The Home Secretary has clarified the nature of the judicial protection in the draft Investigatory Powers Bill, but avoided addressing the issue of codified protection for journalists and their sources.

While giving oral evidence to the Joint Committee on the Draft Investigatory Powers Bill, the Home Secretary responded to questions about how the proposed “double lock” – where both the Minister and a Judicial Commissioner need to approve an application for an interception warrant – would work in practice.  

The draft Bill sets out the grounds on which the Judicial Commissioners would look at the applications, which reflect the principles of judicial review. What has been unclear to date was whether this restricted the Commissioners to applying the “light touch” standards that judicial review entails – deferring to the Minister’s decision where there is room to do so.

The Home Secretary said: “The whole point of the double-lock authorisation is that both parties have to agree to the warrant being applied.
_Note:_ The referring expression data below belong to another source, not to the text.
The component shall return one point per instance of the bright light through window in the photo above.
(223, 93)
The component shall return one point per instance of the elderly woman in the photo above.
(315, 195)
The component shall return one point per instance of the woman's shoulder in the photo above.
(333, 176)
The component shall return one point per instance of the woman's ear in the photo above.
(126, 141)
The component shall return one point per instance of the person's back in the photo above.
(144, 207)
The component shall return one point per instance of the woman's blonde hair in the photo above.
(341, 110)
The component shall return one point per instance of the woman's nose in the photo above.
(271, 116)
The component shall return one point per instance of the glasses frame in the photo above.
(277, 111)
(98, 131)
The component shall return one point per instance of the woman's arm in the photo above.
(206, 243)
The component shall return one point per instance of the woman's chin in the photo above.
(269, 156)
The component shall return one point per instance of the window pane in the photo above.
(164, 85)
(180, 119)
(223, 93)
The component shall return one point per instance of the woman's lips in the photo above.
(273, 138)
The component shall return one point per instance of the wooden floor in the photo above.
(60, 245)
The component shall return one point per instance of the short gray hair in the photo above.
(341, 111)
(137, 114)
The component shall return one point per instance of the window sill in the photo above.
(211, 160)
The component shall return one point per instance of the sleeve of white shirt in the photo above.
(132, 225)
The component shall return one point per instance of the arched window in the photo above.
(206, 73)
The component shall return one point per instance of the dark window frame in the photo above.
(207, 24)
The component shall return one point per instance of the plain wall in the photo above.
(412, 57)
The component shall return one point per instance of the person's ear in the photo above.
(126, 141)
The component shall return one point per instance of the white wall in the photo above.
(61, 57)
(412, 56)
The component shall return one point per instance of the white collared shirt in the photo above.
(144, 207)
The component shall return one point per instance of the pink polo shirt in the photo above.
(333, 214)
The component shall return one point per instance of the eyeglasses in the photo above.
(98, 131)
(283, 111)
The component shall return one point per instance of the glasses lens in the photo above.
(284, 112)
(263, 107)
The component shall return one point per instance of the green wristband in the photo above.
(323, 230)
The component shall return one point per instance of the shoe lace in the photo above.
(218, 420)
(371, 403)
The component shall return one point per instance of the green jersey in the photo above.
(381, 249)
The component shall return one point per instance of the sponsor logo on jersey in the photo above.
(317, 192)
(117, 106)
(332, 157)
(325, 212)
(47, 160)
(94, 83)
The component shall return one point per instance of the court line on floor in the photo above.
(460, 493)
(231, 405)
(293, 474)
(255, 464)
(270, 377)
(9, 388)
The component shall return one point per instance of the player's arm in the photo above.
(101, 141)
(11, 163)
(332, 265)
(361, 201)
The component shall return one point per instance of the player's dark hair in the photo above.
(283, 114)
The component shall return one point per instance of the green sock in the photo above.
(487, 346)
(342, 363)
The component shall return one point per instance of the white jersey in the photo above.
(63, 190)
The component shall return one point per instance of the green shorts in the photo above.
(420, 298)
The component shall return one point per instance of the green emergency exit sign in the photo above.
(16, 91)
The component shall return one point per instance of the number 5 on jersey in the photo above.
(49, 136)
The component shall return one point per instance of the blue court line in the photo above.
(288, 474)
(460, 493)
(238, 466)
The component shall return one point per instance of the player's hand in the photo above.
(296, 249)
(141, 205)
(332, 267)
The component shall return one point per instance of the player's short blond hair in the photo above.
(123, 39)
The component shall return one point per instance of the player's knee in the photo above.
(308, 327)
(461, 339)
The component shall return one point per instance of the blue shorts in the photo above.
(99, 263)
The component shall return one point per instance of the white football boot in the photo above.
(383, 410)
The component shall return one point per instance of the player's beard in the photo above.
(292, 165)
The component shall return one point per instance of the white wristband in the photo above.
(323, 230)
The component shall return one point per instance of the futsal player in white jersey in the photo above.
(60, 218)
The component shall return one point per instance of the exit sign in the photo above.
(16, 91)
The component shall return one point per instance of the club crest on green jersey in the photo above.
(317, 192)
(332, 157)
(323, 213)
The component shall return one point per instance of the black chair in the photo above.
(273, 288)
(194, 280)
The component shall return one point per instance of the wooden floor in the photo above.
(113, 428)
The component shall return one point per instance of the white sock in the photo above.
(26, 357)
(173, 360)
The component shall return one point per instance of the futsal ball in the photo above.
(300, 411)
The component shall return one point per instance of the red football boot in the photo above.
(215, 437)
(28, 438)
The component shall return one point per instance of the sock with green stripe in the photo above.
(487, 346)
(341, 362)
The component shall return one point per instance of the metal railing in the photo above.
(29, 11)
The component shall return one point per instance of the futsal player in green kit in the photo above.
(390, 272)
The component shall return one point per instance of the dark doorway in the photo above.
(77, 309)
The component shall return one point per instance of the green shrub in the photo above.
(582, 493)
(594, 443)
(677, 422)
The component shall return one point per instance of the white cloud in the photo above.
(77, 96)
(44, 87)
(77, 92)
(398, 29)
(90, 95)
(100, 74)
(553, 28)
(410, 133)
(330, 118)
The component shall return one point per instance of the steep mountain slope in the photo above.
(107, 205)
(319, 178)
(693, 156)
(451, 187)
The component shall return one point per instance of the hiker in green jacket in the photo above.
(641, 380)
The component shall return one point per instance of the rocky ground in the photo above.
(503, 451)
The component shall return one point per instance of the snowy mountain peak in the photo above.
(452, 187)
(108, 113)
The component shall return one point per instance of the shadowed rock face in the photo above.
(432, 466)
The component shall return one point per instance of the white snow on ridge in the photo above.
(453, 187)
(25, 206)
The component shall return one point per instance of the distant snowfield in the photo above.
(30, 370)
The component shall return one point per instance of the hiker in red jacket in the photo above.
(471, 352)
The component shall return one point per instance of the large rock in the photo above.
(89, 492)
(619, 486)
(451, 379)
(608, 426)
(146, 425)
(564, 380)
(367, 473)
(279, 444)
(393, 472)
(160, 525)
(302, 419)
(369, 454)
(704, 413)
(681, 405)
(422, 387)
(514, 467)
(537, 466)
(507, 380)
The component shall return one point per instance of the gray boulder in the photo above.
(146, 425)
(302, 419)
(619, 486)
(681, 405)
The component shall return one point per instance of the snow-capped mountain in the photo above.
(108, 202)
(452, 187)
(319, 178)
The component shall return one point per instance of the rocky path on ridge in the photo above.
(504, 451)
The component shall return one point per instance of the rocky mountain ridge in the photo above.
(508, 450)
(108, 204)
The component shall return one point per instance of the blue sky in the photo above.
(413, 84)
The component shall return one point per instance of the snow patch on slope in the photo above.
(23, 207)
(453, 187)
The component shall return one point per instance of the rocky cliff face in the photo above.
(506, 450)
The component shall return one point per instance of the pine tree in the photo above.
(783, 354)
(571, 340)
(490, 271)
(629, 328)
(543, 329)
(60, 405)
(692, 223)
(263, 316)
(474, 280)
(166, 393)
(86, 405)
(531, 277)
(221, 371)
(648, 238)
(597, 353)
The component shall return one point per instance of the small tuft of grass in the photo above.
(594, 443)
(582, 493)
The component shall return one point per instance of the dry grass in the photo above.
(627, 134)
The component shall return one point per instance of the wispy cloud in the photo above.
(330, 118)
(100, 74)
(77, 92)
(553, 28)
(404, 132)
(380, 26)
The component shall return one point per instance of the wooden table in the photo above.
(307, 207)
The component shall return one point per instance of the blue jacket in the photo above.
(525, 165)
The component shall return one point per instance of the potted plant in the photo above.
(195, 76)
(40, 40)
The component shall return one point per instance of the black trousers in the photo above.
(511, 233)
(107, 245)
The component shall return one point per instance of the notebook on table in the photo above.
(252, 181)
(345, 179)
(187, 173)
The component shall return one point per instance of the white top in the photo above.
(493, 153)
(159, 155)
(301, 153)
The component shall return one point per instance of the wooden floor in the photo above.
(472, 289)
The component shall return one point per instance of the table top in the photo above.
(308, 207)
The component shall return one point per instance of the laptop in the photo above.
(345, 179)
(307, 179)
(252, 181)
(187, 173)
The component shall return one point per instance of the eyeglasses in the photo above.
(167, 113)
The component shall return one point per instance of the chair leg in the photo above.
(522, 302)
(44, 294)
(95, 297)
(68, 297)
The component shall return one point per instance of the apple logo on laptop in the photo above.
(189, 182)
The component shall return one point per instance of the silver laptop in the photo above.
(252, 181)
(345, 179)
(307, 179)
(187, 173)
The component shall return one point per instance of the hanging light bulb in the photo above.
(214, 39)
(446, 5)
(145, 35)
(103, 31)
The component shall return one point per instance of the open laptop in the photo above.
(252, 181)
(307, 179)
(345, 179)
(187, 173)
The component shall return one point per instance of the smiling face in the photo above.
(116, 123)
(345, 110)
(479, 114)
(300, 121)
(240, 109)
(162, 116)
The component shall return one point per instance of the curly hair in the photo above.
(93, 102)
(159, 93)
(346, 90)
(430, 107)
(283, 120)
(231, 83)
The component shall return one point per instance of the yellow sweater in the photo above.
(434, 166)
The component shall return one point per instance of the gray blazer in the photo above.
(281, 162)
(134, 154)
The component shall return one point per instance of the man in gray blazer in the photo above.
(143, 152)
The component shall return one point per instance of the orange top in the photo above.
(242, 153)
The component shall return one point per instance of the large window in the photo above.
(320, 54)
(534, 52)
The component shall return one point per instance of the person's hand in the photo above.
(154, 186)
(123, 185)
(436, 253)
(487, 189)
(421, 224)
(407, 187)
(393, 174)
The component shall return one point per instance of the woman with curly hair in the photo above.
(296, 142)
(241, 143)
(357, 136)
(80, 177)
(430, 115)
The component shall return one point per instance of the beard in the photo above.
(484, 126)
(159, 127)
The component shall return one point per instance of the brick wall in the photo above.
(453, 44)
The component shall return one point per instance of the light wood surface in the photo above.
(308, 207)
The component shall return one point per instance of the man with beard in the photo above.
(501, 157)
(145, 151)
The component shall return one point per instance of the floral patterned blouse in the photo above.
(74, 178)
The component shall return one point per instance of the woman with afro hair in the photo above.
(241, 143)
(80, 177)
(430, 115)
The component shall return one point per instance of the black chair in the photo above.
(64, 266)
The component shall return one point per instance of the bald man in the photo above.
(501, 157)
If the Judicial Commissioner decides that the warrant should not be applied, having looked at it and applied the tests that they need to apply, then obviously it cannot be operated…

“The purpose of having the judicial review principles is that it provides the flexibility for the Judicial Commissioner to determine the degree of assessment that they choose to put on a particular application… They get a degree of flexibility with reference to the judicial review principles.”

However, what Teresa May failed to satisfactorily address was the lack of protection for journalistic sources. Instead, she said that this confidential relationship, as well as the legal professional privilege relationship, will be factored in during the assessment of necessity and proportionality.

She argued that it would be undesirable to totally remove communications of these kinds from the reach of the powers within the Bill.